Chapter 7. Parameter Estimation

  1. Method of moments: sometimes works well for \(AR(p)\) models (provided the parameters are not too close to the boundary of stationary regions), but in general not very well for \(MA(q)\) models.
  2. Least squares: also works better for \(AR(p)\) models. For \(MA(q)\) models the numerical estimate of the minimum involves some choices for the error of the initial time periods, which might have a nontrivial impact on the parameters/predictions for certain classes of models or if the order is not very small compared to the length of the time series.
  3. Maximum likelihood: involves knowledge/assumption about the distribution of the white noise terms; most common assumption is Gaussian. If the maximization of the maximum likelihood is too complicated, one compromise is to minimize the unconditional least square that appears in the maximum likelihood function (under the assumption of Gaussian white noise).
  4. The variance of a method-of-moments estimator tends to be higher than the variance of the corresponding ML estimate; the (conditional) least square estimates may have similar level of variance as ML/unconditional least square estimates.
  5. When the series is not very long, bootstrap gives a probably more reliable estimate of the variance, or more generally, the distribution of functions of parameters, and from which one can estimate any prescribed confidence interval for the parameters.

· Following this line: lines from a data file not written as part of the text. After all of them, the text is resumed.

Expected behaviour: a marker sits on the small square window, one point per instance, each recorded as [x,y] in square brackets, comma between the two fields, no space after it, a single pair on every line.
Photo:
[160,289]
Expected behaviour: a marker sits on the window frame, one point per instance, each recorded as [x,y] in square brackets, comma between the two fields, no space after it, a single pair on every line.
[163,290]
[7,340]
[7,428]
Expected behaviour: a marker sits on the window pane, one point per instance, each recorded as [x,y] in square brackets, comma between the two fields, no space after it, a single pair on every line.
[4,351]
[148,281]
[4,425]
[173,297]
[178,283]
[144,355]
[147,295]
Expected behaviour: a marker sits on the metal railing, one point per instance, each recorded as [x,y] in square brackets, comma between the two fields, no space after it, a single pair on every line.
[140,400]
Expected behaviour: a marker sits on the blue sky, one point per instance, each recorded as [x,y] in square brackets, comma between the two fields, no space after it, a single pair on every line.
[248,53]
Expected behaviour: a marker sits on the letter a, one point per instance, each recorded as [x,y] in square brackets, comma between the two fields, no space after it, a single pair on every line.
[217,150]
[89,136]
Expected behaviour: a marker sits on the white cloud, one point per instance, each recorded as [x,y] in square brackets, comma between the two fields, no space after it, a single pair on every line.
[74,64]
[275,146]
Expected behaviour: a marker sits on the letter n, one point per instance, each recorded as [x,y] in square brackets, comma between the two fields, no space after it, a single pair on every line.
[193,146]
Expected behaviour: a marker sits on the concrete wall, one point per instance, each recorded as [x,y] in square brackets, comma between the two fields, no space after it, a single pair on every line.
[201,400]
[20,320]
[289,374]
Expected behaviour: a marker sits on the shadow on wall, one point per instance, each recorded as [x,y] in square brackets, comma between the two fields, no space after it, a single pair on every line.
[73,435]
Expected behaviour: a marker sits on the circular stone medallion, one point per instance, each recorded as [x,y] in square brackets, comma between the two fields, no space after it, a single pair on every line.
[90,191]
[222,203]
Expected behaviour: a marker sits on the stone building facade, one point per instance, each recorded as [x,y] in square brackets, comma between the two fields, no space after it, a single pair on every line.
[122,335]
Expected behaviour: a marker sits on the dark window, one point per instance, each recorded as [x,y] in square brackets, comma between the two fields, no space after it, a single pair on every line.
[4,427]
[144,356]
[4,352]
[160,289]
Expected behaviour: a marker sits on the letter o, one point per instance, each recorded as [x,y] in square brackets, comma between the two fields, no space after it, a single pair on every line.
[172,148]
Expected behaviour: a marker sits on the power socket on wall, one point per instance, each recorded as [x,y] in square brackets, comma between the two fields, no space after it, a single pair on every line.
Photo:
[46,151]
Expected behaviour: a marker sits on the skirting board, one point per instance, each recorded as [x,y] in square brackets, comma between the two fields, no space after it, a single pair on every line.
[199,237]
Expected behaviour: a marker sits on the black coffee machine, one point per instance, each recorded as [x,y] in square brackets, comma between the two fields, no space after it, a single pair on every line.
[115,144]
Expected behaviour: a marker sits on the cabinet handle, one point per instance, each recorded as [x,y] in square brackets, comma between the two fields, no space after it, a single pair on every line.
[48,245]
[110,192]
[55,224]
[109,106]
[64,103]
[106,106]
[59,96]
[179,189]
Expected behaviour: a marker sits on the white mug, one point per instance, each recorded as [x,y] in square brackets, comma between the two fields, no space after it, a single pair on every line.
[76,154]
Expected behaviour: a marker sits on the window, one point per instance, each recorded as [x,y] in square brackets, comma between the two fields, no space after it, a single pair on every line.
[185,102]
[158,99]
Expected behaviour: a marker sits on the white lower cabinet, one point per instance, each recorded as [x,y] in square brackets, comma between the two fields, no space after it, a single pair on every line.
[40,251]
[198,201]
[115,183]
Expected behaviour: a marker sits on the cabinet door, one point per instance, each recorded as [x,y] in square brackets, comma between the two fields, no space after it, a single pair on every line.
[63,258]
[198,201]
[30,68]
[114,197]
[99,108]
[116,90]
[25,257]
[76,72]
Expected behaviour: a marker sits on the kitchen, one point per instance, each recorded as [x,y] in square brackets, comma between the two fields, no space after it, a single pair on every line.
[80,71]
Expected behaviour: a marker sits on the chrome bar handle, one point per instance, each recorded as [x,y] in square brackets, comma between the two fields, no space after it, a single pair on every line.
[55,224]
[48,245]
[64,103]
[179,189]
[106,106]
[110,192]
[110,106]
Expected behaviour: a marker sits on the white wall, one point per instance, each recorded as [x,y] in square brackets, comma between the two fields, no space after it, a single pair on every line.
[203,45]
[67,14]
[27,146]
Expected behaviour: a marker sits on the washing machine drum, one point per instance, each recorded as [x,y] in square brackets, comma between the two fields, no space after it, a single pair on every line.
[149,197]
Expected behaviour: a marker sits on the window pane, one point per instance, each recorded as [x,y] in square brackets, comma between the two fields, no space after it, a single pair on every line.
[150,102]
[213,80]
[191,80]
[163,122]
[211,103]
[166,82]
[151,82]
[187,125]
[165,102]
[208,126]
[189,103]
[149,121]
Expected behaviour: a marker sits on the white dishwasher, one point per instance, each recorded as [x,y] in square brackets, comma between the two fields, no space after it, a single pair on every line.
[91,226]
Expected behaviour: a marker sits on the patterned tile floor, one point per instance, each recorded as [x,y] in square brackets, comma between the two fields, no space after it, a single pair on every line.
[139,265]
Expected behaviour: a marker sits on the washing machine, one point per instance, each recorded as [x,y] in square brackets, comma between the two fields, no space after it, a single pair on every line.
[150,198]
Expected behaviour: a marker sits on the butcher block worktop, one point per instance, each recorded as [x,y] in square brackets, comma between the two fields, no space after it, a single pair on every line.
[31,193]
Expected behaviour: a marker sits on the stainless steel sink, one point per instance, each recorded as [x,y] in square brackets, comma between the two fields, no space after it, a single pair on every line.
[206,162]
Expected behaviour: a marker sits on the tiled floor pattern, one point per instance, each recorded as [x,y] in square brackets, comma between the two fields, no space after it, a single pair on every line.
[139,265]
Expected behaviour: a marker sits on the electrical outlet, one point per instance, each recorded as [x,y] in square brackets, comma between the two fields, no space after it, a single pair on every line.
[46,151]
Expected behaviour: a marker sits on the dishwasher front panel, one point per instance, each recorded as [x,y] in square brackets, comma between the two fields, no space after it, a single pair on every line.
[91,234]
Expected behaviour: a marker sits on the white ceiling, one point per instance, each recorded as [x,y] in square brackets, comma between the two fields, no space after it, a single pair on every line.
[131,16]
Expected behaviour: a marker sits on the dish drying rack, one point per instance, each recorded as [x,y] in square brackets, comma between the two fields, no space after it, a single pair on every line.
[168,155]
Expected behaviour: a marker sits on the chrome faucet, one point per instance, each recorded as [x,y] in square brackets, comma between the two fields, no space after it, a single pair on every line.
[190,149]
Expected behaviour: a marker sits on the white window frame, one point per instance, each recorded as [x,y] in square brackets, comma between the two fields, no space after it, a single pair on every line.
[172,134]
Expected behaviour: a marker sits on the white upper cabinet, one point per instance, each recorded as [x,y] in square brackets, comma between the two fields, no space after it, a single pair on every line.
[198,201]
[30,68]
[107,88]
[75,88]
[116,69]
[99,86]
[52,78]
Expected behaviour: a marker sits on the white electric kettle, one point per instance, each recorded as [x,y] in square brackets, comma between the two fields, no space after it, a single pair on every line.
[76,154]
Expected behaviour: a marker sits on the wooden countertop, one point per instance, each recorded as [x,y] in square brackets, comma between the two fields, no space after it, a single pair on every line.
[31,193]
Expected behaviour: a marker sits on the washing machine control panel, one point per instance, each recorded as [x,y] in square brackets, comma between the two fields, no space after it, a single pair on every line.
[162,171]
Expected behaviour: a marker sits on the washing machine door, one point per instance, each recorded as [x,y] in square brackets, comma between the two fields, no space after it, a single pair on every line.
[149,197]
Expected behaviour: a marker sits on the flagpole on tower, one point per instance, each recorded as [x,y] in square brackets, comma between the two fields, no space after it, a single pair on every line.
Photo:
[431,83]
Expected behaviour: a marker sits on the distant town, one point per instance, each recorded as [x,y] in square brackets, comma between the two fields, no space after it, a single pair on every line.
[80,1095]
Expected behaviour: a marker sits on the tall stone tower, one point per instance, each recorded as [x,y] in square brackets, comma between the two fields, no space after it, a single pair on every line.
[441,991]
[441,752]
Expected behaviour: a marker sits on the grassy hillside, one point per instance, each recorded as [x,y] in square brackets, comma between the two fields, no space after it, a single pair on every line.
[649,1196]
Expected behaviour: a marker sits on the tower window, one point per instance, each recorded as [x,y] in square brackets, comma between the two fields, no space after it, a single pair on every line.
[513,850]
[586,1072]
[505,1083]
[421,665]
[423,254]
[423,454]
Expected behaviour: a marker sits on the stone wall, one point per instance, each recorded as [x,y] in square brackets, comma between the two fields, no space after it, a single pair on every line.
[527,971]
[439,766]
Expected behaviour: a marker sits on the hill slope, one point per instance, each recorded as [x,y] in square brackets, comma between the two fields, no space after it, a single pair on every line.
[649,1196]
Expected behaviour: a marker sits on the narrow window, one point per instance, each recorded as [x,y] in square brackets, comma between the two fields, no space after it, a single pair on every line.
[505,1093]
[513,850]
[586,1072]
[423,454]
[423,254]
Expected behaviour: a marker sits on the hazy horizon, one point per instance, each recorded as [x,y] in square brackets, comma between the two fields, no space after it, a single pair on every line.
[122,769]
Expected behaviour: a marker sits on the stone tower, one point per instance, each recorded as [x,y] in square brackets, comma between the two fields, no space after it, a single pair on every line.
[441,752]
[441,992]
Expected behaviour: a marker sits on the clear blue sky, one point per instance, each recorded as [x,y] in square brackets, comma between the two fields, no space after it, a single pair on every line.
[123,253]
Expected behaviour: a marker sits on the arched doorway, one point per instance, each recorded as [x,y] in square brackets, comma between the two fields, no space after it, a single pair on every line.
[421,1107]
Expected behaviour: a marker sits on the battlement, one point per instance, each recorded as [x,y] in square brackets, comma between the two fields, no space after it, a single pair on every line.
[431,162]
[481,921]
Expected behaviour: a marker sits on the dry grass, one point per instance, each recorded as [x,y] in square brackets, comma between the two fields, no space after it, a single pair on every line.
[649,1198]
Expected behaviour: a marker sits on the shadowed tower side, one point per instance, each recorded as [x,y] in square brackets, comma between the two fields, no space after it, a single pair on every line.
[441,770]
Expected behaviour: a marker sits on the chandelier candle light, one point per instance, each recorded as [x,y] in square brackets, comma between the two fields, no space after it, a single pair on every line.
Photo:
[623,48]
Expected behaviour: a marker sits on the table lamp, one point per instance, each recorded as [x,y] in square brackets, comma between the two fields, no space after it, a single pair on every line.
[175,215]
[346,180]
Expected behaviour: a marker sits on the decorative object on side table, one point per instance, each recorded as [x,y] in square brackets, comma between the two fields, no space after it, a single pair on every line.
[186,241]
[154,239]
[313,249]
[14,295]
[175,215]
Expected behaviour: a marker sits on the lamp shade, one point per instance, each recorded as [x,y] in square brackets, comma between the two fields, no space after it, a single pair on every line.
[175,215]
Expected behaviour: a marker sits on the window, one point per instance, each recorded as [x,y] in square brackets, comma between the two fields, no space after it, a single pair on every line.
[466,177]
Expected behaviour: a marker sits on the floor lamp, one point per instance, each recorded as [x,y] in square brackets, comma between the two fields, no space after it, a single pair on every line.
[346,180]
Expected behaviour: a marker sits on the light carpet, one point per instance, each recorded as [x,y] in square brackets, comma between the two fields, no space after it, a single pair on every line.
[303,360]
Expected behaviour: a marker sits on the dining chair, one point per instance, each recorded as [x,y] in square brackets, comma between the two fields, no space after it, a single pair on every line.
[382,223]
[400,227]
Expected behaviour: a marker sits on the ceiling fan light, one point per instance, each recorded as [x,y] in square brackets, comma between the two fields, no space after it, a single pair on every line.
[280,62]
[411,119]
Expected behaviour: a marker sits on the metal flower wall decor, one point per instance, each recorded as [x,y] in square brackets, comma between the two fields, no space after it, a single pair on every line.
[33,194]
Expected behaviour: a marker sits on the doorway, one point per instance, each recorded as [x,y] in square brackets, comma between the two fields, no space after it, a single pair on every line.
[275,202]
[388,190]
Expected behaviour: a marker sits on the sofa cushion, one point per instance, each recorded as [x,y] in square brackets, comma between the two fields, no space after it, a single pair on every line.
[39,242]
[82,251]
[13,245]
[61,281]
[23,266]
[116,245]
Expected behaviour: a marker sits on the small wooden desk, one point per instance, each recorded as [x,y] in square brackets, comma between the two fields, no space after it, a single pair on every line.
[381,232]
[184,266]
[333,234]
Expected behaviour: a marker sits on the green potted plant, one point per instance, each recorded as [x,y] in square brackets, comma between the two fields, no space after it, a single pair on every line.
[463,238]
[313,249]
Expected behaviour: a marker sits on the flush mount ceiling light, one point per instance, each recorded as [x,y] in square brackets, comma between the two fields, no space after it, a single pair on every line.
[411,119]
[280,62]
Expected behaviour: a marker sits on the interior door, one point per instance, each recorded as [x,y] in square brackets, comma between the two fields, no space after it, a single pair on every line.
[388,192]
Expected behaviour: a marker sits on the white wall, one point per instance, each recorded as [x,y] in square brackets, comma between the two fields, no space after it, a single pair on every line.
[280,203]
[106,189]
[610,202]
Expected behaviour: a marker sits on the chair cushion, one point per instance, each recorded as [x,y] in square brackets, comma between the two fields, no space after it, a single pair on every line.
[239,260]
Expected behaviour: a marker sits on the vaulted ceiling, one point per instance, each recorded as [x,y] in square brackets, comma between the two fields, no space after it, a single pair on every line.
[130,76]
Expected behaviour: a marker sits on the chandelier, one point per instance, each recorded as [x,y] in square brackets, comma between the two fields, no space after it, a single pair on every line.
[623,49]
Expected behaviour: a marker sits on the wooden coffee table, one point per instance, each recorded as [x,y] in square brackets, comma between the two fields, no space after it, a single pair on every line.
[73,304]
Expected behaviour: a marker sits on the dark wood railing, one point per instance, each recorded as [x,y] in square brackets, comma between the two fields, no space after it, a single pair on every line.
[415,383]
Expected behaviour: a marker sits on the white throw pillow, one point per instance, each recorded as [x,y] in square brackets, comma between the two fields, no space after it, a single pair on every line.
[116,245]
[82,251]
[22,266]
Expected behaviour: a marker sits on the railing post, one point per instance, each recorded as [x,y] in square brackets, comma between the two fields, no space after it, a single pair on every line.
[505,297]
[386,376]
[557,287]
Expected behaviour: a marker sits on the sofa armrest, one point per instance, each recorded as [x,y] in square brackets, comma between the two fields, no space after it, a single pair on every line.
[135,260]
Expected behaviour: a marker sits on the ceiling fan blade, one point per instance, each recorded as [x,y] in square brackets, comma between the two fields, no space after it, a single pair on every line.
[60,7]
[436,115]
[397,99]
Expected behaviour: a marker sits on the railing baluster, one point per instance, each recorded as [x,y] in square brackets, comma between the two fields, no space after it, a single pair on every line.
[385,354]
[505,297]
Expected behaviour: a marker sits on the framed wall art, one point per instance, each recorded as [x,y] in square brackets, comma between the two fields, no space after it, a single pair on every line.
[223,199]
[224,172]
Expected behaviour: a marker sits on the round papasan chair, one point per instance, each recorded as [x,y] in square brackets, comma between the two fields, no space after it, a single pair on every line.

Chapter 8. Model Diagnostics

  1. Model diagnostics = testing goodness of fit, and if the fit is poor, suggesting appropriate modifications.
  2. Residual analysis: analysis of standardized residuals.
    1. Time series of standardized residuals: adequate model should lead to rectangular scatter of standardized residuals around a zero horizontal level with no trends.
    2. If outliers present (which can be tested, e.g. using the Bonferroni criterion), requires further analysis.
    3. Quantile-Quantile plot of the standardized residuals: compare with the normal quantiles
    4. Autocorrelation of residuals: even though actual residuals do not have autocorrelation (provided the model is correct), the sample residuals may be highly correlated. For larger lags however they are indeed approximately uncorrelated, and have variance approximately \(1/n\).
    5. Ljung-Box test can be applied to sum of squares of autocorrelations.
  3. Another diagnostic is to overfit a slightly general model, then look at the new parameter and the change of the original parameters
  4. While overfitting, one should not increase the order of \(AR\) and \(MA\) parts of an \(ARMA\) or \(ARIMA\) model simultaneously, since any \(ARMA(p,q)\) model can have many different representations as an \(ARMA(p+1, q+1)\) model.